"Only when I read the map in an automobile," I answered.
"Fortunately," he assured me, "there will be little of that in my requirements. Now the honest truth: Can you work hard? Can you work like a demon if you have to?"
"Yes. Unless it has figures in it," I said.
"It hasn't," he said. "Or at least, when it has, I shall have to do those myself, for my sins.
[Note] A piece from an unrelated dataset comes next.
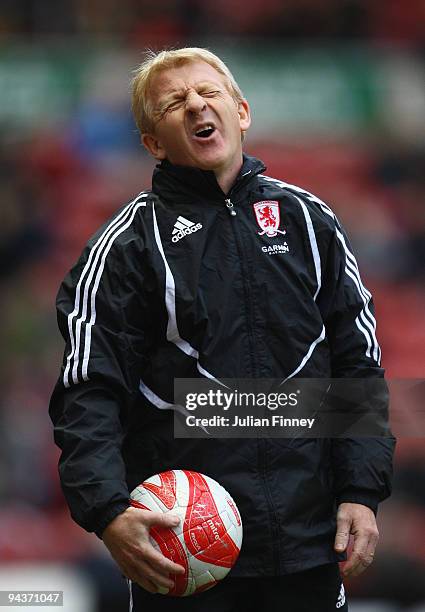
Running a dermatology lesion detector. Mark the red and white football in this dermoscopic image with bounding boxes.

But I warn you, there's some pretty stiff work ahead. It's a labor survey of China. And I want somebody to do ten hours a day most of the time, showing how like dogs the Chinese workmen are treated."
Ten hours a day with him! I sat silent, trying to take in the magnitude of my joy.
"It's too much?" he hazarded.
"Oh!" I cried. "No. Why no!" He looked up inquiringly. "See the women in this town," I added, "who work ten hours a day and more."
"We're going to get along extremely well, then," he said, "if you don't mind my damned irritability—I beg your pardon. I'm shockingly irritable—but," he paused, leaning forward, still grave, "let me tell you, confidentially, now, that I always know it, underneath. You can't mind what I say too awfully, you know, if I put you in possession of that fact to start with. Can you?"
"I shan't mind," I said.
"Well, you will, you know," he warned me, "but that at least ought to help. I suppose it wouldn't be possible for you to go to work now? This moment?"